Il 1° novembre 2024 una pensilina da poco realizzata nella stazione di Novi Sad, in Serbia, è crollata uccidendo 15 persone. Come segnalato pochi giorni dopo dall’Osservatorio Balcani Caucaso (leggi), la stazione “era stata recentemente ristrutturata grazie ai fondi ottenuti dalla Cina nell’ambito della […] nuova Via della Seta”. Lo stesso articolo indicava che “la rabbia dei cittadini e la sfiducia nei confronti delle istituzioni si sono manifestate già domenica 3 novembre quando alcune centinaia di manifestanti, hanno protestato prima davanti al palazzo del primo ministro e poi di fronte al Ministero delle Infrastrutture”. Cento giorni dopo il crollo la piazza è sempre più in fermento, con gli studenti (che hanno dato il via alle azioni di protesta) ormai sostenuti ed affiancati da cittadini e lavoratori. Descrive le caratteristiche del “movimento più vasto dai tempi della cacciata di Milošević” un articolo di Ugo Poli pubblicato dal CeSPI (leggi), che deplora il fatto che “il silenzio di Bruxelles in questi mesi [sia] stato assordante”. La misura di quanto invece la società serba sia coinvolta nelle proteste è indicata da alcuni sondaggi del Serbian Monitorleggi. Si sofferma sul vasto e duraturo coinvolgimento dei giovani nelle manifestazioni di protesta un articolo sul sito della Fondazione Diplo dove si può leggere tra l’altro: “mentre cercano di «resuscitare» la democrazia, stanno effettivamente passando dalle parole ai fatti.
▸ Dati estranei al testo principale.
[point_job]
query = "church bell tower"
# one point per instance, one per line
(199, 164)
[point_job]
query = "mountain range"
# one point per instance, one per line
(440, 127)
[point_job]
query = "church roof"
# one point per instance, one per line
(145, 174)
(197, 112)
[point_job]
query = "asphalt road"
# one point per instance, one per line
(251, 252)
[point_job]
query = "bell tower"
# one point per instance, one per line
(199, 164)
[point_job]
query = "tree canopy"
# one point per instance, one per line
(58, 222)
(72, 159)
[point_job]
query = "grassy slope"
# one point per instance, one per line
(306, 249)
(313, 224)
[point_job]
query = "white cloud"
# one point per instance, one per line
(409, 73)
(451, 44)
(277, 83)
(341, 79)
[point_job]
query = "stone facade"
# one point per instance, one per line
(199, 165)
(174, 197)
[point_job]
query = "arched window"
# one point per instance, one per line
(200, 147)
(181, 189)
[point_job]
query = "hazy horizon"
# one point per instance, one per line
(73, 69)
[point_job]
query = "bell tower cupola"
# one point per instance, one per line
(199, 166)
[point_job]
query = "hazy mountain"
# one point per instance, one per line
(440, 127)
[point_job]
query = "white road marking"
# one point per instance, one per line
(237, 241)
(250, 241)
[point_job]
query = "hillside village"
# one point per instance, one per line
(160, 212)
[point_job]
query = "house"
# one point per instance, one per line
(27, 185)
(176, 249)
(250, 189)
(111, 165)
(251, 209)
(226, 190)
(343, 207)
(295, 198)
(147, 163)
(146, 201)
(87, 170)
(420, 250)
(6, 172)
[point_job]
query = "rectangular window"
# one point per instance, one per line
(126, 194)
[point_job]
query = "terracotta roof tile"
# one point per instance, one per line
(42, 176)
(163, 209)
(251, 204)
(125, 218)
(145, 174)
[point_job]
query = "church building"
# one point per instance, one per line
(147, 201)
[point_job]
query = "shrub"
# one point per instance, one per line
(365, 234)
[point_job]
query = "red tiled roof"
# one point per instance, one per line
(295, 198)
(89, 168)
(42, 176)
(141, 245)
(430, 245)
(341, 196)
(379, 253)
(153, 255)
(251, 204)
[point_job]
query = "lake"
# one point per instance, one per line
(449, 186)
L’insurrezione di questa nuova generazione è, in tutti i sensi, dignitosa, educata, pacifica e responsabile”.
 
Gli attacchi del Presidente americano alle istituzioni internazionali e la decisione di ritirare gli Stati Uniti da alcune di esse nei primi giorni del suo nuovo mandato (OMS e Accordi di Parigi, segnala Focus – leggi – Consiglio per i Diritti Umani dell’ONU, dove sedeva come osservatore, riporta Il Post – leggi) , ricordano tristemente l’inizio della crisi della Società delle Nazioni, quando paesi come la Germania (1933) e l’Italia (1937) decisero di uscirne (azzarda un parallelo tra tale crisi e la situazione in cui versa oggi l’ONU un articolo di Geopolitica.infoleggi). La sfiducia nei confronti delle Nazioni Unite corrisponde purtroppo alla palpabile inefficacia dell’Organizzazione. Un sondaggio Gallup del febbraio 2024 (quindi ben precedente la rielezione di Trump) segnalava che appena il 33% degli americani riteneva che l’ONU stesse facendo un buon lavoro (leggi su Globalaffairs.org). Tuttavia, nell’articolo si affermava anche che il giudizio era influenzato dalle posizioni politiche: “i sostenitori del Partito Repubblicano tendono più spesso a voler fare le cose da soli e a pensare che si possono ottenere risultati migliori quando non si collabora con altri paesi”. Una ricerca pubblicata da International Affairs (leggi) ipotizza anche che la “disponibilità a sostenere le istituzioni internazionali potrebbe essere diminuita dalla marea montante del populismo globale”. L’ISPIè giunto a chiedersi se l’ONU sia diventata inutile, rispondendo negativamente ma non senza qualche preoccupazione (leggi) e soprattutto affermando la necessità di introdurre cambiamenti radicali. Tutta una serie di possibili interventi correttivi è già stata abbozzata dalla Foundation for Global Governance and Sustainability nel 2022 (leggi) ma i tempi di una vera riforma non sembrano proprio maturi.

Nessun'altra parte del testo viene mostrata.